With the use of new terms from suggestions, precision decreases with the use of Portuguese and lay suggestions. The same happens with lay suggestions in higher levels of health literacy and with both lay and medico-scientific suggestions in users familiar with the topic.

We have also compared the performance of different groups of users in each use scenario for each type of suggestion. In these comparisons, we found that users familiar with the topic have lower precision than non-familiar users when new terms from medico-scientific suggestions are used. This may be explained by the benefits that non-familiar users seem to obtain from medico-scientific suggestions in every scenario.

8 Conclusion

We describe a query suggestion system for the health domain and study its impact on the precision of the search session considering several user characteristics. This analysis takes into account the utility of the suggestions as new whole queries and as sources of terms.

We found that a system with these suggestions is beneficial for the precision of the search session. In a previous work we have reached a similar conclusion regarding medical accuracy [18]. The best precision effects of the suggestion tool are achieved when users use it strictly as a suggestion tool, that is, when they click in suggestions.

Previously, we found that English suggestions are preferred to the Portuguese by the general user, both in terms of clicks and as source of new terms [10]. We have also found that clicking English suggestions is beneficial for the medical accuracy of the knowledge acquired during the search session. In this work, we have shown that the benefit of whole English suggestions is not restricted to medical accuracy but also applies to precision if the user is proficient in this language. The benefits of these suggestions allied with users preference for them show the potential of English suggestions for users with other native languages in the health domain. This corroborates the finding of a previous study [8] that suggest that non-English–speaking users having at least elementary English proficiency can benefit from a system that suggests English alternatives for their queries.

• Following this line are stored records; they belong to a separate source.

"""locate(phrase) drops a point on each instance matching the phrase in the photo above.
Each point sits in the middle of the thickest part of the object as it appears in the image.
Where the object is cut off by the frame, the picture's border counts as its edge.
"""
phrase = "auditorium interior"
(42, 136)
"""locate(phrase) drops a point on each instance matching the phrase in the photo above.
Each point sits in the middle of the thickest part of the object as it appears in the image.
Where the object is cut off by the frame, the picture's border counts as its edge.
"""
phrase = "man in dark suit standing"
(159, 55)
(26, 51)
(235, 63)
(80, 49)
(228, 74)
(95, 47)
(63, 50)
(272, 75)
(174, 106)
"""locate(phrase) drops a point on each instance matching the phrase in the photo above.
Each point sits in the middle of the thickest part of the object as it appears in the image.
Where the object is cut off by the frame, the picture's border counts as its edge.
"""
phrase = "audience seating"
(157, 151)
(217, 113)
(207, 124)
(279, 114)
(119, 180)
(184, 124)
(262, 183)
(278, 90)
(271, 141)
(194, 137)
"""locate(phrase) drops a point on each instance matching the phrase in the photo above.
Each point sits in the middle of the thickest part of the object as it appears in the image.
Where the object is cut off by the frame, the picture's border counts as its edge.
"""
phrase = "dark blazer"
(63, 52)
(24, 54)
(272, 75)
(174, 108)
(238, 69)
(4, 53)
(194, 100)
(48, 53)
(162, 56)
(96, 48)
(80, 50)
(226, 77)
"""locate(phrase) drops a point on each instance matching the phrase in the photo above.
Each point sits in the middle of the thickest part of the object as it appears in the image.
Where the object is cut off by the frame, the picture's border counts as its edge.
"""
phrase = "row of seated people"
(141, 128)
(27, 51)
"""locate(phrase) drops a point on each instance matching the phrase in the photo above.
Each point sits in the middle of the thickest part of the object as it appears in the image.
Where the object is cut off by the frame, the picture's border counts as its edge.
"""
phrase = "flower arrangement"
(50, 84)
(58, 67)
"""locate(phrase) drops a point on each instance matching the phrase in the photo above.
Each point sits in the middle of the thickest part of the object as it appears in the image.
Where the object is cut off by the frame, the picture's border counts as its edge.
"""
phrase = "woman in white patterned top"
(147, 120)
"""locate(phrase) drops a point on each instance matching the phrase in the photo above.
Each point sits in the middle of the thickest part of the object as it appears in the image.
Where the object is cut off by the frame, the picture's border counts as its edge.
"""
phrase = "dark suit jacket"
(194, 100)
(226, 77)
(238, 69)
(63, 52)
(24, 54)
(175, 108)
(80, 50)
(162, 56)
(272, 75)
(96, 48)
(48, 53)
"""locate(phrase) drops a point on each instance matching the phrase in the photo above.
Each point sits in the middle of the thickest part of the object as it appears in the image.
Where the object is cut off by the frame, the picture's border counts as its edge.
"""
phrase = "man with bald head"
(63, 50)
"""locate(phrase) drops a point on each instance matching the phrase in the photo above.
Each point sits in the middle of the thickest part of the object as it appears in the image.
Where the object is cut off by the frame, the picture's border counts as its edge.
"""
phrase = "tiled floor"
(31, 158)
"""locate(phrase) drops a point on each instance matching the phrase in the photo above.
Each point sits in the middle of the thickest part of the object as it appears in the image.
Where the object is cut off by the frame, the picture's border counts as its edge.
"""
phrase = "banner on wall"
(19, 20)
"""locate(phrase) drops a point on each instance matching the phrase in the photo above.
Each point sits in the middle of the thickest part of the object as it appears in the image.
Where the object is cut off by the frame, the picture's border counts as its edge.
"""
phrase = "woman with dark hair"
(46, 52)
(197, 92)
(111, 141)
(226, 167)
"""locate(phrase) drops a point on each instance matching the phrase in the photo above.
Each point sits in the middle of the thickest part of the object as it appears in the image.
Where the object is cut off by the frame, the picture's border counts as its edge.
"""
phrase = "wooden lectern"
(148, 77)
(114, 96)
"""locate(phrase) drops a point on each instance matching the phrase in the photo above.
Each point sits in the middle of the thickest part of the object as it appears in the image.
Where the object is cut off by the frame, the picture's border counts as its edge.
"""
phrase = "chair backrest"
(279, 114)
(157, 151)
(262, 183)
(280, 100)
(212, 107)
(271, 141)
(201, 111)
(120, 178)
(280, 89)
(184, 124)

In terms of terminology, medico-scientific suggestions are preferred to lay ones by the general user, in clicks and as source of terms, a preference that increases with health literacy [10].

In terms of medical accuracy, both terminologies are favourable to the general user. In the present work we found that both terminologies are advantageous to specific groups of users but not to the general user. This suggests that personalizing the suggestion system might have good effects on precision.

As future work, we would like to explore the effects of this suggestion system on motivational relevance.